Comments, feedback or insights into why this is currently done the way it is are more than welcome.

n-gao commented 1 year ago

Thanks a lot for the PR! This indeed seems like undesired behavior. Would it be possible to write a unit test for this such we can be sure that the behavior is as intended and doesn't change in future iterations?

heborras commented 1 year ago

Hm, yeah that would be nice indeed. However, I'm not sure how to test the add_config_file function without an active mongodb connection. Because without a working mongodb configuration the function will likely crash with a connection error: https://github.com/TUM-DAML/seml/blob/e340dc4de0c472839fdda811e8b90d69fd6e54e0/seml/add.py#L116

n-gao commented 1 year ago

I see. We should potentially reduce large functions in the first place. So, a solution would be to move the configuration merging into a separate function. At a later time, this should be considered for more parts such that we can get larger test coverage.

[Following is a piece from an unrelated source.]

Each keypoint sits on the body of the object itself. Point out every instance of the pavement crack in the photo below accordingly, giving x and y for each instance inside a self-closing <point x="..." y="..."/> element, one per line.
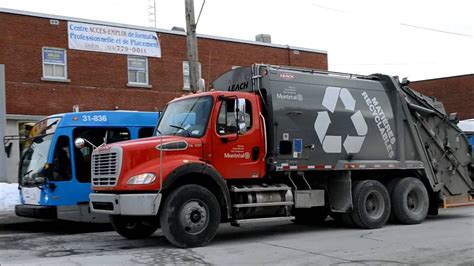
<point x="366" y="236"/>
<point x="306" y="251"/>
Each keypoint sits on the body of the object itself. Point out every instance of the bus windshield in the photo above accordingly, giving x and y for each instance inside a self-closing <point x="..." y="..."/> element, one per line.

heborras commented 1 year ago

Okay, I restructured the code as suggested and added some tests to check that the inheritance is correct. I've also found a bug where the read_config function would crash if either the slurm or the sbatch_options key were empty in the .yaml config file. The bug is now fixed in 84d000866808563117ae1eb6624eb5d9cc49c65b in such a way that if these keyse were empty in the config file they are converted to empty dictionaries, this is also covered by the tests.

n-gao commented 1 year ago

Except for the small code consistencies, this looks good to me! Thanks a lot for your great help :)

heborras commented 1 year ago

Nice, I've removed the unnecessary parentheses.